Gli ultimi numeri dell’Istat e dei previsori (a cominciare dalla Bce) consentono di ipotizzare come reale lo sperato e vitale rimbalzo dell’economia per l’autunno. Ma il Pil, nel tornante della storia che stiamo attraversando, non è solo l’indicatore che misura lo stato della nostra capacità di produrre, ma, mai come in questo caso, si configura come l’indice che certifica l’uscita dalla paura e dalla paralisi di un’intera società e di un sistema resiliente nel profondo. Diciamolo come va detto: quel numeretto positivo a due cifre che ci attendiamo per il secondo semestre dell’anno è merito di un sistema di imprese (di imprenditori e di lavoratori) che non si è fatto abbattere neanche dalla pandemia. 

Sono le piccole, medie e grandi imprese del Paese, i cento distretti, le migliaia di multinazionali tascabili, gli operai e gli impiegati, i professionisti e le partite Iva, gli uomini e le donne che nei molteplici ruoli, nei capannoni, negli uffici, dietro uno sportello e nelle case hanno continuato a produrre, garantire servizi, tessere contatti, stringere affari e stipulare contratti, sono loro che stanno permettendo di mettere insieme, pezzo dopo pezzo, quelle percentuali che possono far risorgere l’Italia.

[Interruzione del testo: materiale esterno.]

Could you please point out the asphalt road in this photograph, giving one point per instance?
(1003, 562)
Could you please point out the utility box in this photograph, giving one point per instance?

Si comprende, allora, come il Ministro dell’Economia, Roberto Gualtieri, guardi con soddisfazione ai risultati che si stanno generando, ma, forse, varrebbe la pena rammentare anche la lezione di Mario Draghi sul debito buono e su quello cattivo.

Non è certo con i bonus a pioggia e i redditi di cittadinanza che si realizza il rilancio. Non è neppure con i vincoli ideologici e gli astrusi limiti ai contratti di lavoro a termine del decreto Dignità che si favorisce l’occupazione.

Così come non è sicuramente con la Pubblica amministrazione che ci ritroviamo (dall’Inps ai ministeri, dalle regioni ai comuni) che si determina la ripresa del Paese.

Anzi, verrebbe da dire che il rimbalzo si sta determinando nonostante le strutture amministrative che abbiamo, nonostante i grand commis, nonostante quei bonus, quei lacci e lacciuoli burocratici, quei ritardi e quelle inefficienze che quotidianamente siamo costretti a subire. C’è, però, ora e qui, un’occasione di riscatto per la politica e le istituzioni pubbliche: utilizzare il Recovery Fund come leva per sostenere e agevolare lo sforzo immane di imprese, lavoratori e famiglie. Si eviti, dunque, lo spettacolo dell’assalto alla diligenza e della dispersione delle risorse in mille rivoli clientelari. E si punti su poche, essenziali, voci: investimenti, investimenti, investimenti.